Sharon Barbour, who normally works as an assistant manager for Conference and Event Services in UCAE, is also a lead contact tracer. Like many of the team members, she is inspired by the opportunity to serve students. “Knowing I have a role in preventing the spread of COVID on campus is very motivating,” she said. “We want to see the students remain healthy and safe while still being able to have an enjoyable on-campus experience at Duke.”

student contact tracing poster created by Student Affairs In total, the student contact tracing team is anchored by seventeen redeployed full-time staff and assisted by over 100 volunteers who stepped forward to take on part-time shifts. “We had a particularly amazing response from retirees,” Andrews noted. “They came from the university and medical sides as well as staff and administration. They were excited about giving back and protecting the Duke and Durham community.” 

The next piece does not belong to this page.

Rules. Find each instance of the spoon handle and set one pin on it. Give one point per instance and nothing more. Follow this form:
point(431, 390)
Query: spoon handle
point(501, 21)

Liz Baran, a nurse practitioner who retired from Duke in 2017, learned about the opportunity from a notice in the Osher Life Long Learning (OLLI) newsletter and did not hesitate to sign up. “I wanted to be involved in some activity to help control COVID and this was the perfect opportunity to do that,” she said.

Stewart Johnson was motivated to sign up for the Johns Hopkins contact tracing course after learning of a COVID outbreak at his former high school in Atlanta. Volunteering to support Duke’s contact tracing effort “fit in nicely as a way to give to my community,” he said.

Over the summer, all members of the contact tracing team completed the Johns Hopkins contact tracing training and were instructed in privacy policies and Duke’s specific tracing protocols.

Of course, all the training and teamwork in the world was never going to make the job easy. Team members typically spend more than an hour with each student who has tested positive for COVID, tracing their activities over the prior two weeks and identifying others who may have been exposed to them before they knew they were infected. With quarantining close contacts a possible next step, the team is sometimes met with suspicion, or even fear, on the part of the students they call. Team members note that an important element of their work is reassuring students about the confidentiality of information shared during the contact tracing process.

“It’s really hard to be a college student in this type of environment, especially with so many rules in place and COVID fatigue setting in,” said Abby Grubbs, a contact tracer who usually serves as a program coordinator in Duke’s Global Education Office for Undergraduates. “I applaud the students for doing their part to stop the spread.”

In the end, despite the immense effort required, the student contact tracing team takes justifiable pride in what they are accomplishing.  “I love the feeling of satisfaction and the idea of limiting the effect of COVID in our community that participation with this effort gives me,” Baran said.

“I feel like this work has shown me the best example of collaboration across teams at Duke, all for the greater good of our entire Duke community,” Audrey Fenske said. “It's an inspiration I will carry with me for a long time to come.”